# Looking for a reputable Breeder on Long Island, NY



## affiatati7 (Jan 20, 2011)

Hi,

I am looking for a reputable Golden Retriever breeder on Long Island, NY (Nassau and Suffolk Counties). I once ownd a beautiful 75 lb. Golden (Breezley). After 14 1/2 years he passed away. 
I am now ready for a new friend. Any suggestions on reputable breeders in my area?

Don Seddio


----------



## BeauShel (May 20, 2007)

Here is a thread with breeders in NY 
http://www.goldenretrieverforum.com...y/91217-findind-our-new-golden-ny-nearby.html


----------



## AmbikaGR (Dec 31, 2007)

Here are a couple links to Golden Retirever Clubs' breeder referral pages in your general area 

Long Island GRC
Puppy Referral

Garden State GRC
GSGRC Breeder Referral


Hudson Valley GRC
Hudson Valley Golden Retriever Club Puppy Referral


----------



## affiatati7 (Jan 20, 2011)

*Thank you*

Thank you for your quick response. I will start the research.

Don


----------



## winewinn (Jan 7, 2008)

Just wanted to say I'm sorry to hear of your loss, and wish you luck in your search!


----------



## 2goldens2love (Feb 8, 2011)

I'm a little late but I got my girls from Untitled Document 

My brother also got one of his dogs there, my neighbor across the street got their dog there and a family friend got there do there as well.

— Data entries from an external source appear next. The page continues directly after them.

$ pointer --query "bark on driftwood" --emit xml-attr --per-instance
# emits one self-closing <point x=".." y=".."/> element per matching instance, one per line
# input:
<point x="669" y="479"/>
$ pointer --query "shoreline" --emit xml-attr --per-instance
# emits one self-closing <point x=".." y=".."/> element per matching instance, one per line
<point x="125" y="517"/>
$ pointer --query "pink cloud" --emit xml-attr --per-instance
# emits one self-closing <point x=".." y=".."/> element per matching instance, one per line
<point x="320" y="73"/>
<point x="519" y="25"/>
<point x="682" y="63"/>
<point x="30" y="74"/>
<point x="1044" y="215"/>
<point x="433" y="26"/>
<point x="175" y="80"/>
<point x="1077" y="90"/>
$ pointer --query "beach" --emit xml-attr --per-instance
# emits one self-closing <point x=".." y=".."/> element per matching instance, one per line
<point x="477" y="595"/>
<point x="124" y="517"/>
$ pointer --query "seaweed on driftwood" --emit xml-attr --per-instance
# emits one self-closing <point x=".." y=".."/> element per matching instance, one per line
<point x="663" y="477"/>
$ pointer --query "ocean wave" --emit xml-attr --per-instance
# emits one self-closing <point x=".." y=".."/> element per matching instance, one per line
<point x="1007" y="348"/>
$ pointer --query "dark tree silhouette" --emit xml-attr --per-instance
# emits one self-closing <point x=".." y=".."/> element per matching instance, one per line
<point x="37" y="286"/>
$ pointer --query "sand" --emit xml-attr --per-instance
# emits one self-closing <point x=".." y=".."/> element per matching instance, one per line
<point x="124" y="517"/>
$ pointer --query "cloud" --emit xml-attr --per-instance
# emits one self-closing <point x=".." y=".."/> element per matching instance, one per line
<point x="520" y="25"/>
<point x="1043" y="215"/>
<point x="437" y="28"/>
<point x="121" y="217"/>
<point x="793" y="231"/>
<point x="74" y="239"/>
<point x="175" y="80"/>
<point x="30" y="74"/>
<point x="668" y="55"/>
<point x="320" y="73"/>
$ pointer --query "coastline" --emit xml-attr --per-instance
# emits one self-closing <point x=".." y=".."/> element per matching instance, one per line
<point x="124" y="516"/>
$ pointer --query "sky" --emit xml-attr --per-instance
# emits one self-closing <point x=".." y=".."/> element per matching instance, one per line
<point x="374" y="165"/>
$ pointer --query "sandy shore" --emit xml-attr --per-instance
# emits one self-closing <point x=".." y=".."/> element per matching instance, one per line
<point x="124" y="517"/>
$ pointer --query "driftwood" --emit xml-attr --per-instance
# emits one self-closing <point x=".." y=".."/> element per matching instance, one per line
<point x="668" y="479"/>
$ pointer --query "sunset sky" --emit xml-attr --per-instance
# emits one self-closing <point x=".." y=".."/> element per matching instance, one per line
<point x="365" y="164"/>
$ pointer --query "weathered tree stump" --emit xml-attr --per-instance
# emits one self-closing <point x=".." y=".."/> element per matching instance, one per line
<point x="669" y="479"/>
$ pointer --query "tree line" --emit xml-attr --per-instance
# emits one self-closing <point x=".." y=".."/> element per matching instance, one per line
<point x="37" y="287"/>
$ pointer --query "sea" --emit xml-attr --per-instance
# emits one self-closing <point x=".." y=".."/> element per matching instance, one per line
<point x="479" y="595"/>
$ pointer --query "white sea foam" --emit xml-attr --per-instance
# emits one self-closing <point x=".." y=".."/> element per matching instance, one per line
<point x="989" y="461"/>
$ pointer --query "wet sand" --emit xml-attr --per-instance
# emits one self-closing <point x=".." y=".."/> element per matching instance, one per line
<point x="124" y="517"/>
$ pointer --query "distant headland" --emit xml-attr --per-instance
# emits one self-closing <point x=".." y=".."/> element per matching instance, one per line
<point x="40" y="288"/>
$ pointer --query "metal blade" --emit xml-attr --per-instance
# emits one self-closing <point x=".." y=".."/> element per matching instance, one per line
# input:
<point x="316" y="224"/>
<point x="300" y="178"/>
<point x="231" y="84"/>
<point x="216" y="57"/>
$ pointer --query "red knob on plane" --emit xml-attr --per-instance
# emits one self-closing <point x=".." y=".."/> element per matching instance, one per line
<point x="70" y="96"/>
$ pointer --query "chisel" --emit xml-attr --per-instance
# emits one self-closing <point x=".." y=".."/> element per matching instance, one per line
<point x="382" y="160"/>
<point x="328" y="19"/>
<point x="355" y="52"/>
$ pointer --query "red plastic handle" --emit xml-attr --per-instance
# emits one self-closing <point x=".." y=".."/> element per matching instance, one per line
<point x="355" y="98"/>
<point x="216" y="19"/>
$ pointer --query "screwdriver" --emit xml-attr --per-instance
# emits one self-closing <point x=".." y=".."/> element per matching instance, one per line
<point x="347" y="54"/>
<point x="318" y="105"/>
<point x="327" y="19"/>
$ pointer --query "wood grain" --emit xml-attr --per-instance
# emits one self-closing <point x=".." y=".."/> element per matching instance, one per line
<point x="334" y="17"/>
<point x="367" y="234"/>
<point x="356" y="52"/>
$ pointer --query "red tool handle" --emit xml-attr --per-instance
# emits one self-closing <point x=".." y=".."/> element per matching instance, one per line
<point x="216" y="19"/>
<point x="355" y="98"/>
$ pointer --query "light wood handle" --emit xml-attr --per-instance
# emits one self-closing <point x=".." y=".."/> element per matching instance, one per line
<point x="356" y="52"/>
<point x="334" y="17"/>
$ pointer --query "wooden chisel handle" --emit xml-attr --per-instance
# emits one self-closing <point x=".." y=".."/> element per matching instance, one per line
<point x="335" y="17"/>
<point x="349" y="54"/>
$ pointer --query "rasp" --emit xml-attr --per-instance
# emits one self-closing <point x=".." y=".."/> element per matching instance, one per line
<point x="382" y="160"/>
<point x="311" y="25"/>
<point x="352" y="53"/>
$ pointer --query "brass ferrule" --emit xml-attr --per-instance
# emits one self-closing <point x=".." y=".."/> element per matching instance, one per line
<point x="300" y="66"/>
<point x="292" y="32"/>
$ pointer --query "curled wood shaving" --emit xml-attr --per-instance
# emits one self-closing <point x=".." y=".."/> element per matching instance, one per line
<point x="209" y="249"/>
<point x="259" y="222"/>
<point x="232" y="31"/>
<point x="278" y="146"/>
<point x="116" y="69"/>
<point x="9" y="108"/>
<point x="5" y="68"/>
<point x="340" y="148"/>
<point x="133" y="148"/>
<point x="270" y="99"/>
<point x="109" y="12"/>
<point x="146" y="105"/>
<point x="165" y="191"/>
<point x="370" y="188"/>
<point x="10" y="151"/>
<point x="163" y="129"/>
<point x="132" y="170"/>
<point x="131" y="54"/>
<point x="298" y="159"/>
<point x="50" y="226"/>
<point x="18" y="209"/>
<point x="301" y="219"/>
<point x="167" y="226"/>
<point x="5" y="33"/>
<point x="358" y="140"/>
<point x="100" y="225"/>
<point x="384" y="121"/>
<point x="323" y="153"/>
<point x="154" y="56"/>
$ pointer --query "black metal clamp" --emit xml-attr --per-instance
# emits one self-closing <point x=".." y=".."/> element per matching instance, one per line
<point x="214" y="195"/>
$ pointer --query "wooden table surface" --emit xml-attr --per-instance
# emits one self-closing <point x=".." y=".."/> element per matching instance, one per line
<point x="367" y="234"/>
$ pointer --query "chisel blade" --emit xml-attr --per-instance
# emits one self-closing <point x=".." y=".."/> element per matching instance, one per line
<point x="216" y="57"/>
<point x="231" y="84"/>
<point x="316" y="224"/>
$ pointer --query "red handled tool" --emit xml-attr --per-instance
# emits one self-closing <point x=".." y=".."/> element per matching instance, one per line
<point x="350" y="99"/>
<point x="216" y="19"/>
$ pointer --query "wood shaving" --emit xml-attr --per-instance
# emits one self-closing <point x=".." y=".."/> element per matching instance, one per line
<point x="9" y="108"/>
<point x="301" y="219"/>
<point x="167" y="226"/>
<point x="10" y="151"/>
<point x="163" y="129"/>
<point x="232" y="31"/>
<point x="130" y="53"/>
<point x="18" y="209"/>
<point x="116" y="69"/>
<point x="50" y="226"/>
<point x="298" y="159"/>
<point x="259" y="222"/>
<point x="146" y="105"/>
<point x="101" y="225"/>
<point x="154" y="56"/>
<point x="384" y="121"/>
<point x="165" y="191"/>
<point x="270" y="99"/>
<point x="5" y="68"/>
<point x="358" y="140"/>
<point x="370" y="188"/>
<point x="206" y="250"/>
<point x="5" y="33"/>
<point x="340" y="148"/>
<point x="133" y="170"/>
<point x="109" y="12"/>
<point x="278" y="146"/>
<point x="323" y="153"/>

If you have any questions please let me know


----------



## MGMF (May 13, 2009)

Long Island goldens is showing incomplete clearances on their dogs according to OFA. They have missing hips, elbows, outdated eyes. I would need alot more info to add them to my list.


----------



## 2goldens2love (Feb 8, 2011)

My suggestion would be to contact Long Island Goldens with any questions, all I can give you is 5 healthy goldens all with very happy owners.


----------